La tragedia de Adamuz sigue acaparando las portadas. Todo ocurrió el domingo por la tarde, cuando dos trenes chocaron tras el descarrilamiento de uno de ellos, provocando ya más de 40 muertos y decenas de heridos. Sin duda, un hecho que ha avivado el debate en la población.
Un hecho que ha marcado un antes y un después en la localidad cordobesa. Los servicios de emergencia, Guardia Civil y bomberos siguen trabajando, mientras los hospitales se encuentran saturados de heridos y personas que acuden a donar sangre.
Ahora, queda esperar a que las autoridades aclaren por qué sucedió y que los responsables asuman las consecuencias. Por el momento, las teorías son varias.

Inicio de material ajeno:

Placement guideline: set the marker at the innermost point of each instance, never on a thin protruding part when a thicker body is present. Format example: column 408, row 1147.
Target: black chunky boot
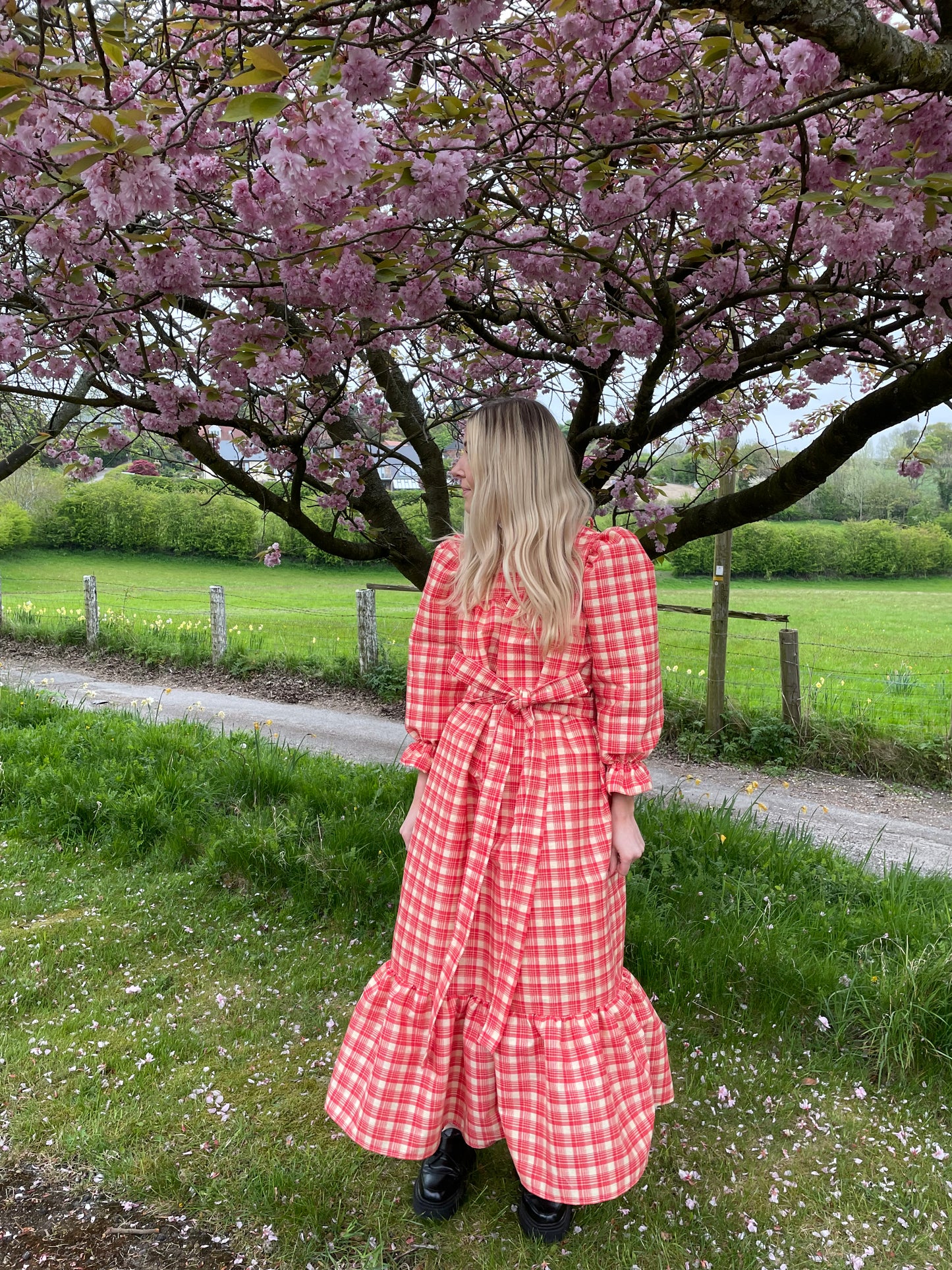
column 544, row 1218
column 441, row 1185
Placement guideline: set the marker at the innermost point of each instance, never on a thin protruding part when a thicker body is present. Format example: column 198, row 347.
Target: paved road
column 367, row 738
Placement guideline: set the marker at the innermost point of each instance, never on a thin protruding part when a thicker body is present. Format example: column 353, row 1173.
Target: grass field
column 186, row 921
column 879, row 652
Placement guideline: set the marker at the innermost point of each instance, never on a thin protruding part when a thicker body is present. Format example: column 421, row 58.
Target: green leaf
column 78, row 168
column 256, row 107
column 263, row 57
column 246, row 79
column 136, row 144
column 72, row 148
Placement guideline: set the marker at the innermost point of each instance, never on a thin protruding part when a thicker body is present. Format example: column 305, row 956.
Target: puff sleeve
column 432, row 693
column 621, row 618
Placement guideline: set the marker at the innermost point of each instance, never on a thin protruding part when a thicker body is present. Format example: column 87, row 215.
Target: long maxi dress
column 505, row 1009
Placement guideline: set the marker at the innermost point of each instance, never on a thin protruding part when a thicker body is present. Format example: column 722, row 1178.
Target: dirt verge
column 267, row 685
column 55, row 1217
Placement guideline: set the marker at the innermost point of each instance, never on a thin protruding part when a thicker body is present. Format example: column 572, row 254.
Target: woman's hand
column 406, row 828
column 627, row 844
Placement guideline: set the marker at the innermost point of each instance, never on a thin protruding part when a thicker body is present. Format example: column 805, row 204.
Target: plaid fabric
column 505, row 1009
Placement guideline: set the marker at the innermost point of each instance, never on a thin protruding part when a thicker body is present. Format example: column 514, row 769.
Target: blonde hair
column 526, row 513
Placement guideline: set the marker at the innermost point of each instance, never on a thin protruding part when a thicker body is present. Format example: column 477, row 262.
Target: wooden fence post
column 220, row 630
column 790, row 678
column 720, row 604
column 89, row 593
column 367, row 642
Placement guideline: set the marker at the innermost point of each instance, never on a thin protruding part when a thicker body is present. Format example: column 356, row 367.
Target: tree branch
column 63, row 417
column 903, row 398
column 864, row 45
column 403, row 401
column 192, row 438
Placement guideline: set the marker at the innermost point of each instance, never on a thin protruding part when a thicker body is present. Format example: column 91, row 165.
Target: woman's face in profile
column 461, row 473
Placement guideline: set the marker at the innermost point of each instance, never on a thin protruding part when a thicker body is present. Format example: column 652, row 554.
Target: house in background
column 397, row 473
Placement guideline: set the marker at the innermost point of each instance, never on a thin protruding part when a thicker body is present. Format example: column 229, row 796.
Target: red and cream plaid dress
column 505, row 1009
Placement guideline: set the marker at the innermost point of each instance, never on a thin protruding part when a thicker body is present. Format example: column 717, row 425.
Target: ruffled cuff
column 419, row 755
column 627, row 778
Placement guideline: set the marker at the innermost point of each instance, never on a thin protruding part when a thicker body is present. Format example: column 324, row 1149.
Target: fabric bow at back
column 509, row 712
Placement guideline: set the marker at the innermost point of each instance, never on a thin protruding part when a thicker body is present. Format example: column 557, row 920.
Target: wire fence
column 891, row 689
column 887, row 687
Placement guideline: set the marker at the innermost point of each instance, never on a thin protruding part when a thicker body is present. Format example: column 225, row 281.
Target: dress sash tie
column 508, row 713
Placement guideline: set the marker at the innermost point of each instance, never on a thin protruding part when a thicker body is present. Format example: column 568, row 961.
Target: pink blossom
column 725, row 208
column 12, row 339
column 441, row 186
column 823, row 370
column 809, row 69
column 641, row 338
column 364, row 76
column 467, row 18
column 353, row 285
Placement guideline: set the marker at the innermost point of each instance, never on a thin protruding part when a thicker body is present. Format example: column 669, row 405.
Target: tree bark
column 403, row 401
column 864, row 45
column 903, row 398
column 63, row 417
column 192, row 440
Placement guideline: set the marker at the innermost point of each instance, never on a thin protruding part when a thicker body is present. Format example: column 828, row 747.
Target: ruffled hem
column 419, row 755
column 631, row 778
column 574, row 1097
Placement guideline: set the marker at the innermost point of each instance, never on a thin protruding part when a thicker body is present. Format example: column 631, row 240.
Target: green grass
column 876, row 654
column 186, row 921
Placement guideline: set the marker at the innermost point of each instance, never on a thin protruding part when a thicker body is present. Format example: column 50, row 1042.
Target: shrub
column 128, row 516
column 860, row 549
column 16, row 526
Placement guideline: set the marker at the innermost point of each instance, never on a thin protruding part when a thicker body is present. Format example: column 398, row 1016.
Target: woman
column 534, row 694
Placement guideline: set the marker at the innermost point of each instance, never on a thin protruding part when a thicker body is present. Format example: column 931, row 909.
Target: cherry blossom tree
column 334, row 229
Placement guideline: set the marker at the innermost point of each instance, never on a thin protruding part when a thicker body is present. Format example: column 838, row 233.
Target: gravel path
column 868, row 821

En estos momentos se barajan dos hipótesis principales: un problema en la vía o un fallo mecánico del tren. Cabe señalar que, entre la madrugada del domingo y el lunes, reinaba la estupefacción por lo sucedido en Adamuz, donde primero se produjo el descarrilamiento de un tren. Posteriormente, el choque con otro que circulaba en sentido contrario.
De hecho, en un primer momento nadie lograba identificar la causa del accidente. El ministro de Transportes, Óscar Puente, lo calificaba como "tremendamente extraño". Una apreciación que compartía el presidente de Renfe, Álvaro Fernández Heredia, quien afirmaba que el siniestro se había producido en "circunstancias inusuales".
Lo que sí se descartaba era un posible "error humano", subrayaba Fernández Heredia. "Está prácticamente descartado", explicaba, ya que "si el maquinista adopta una decisión errónea, el propio sistema la corrige".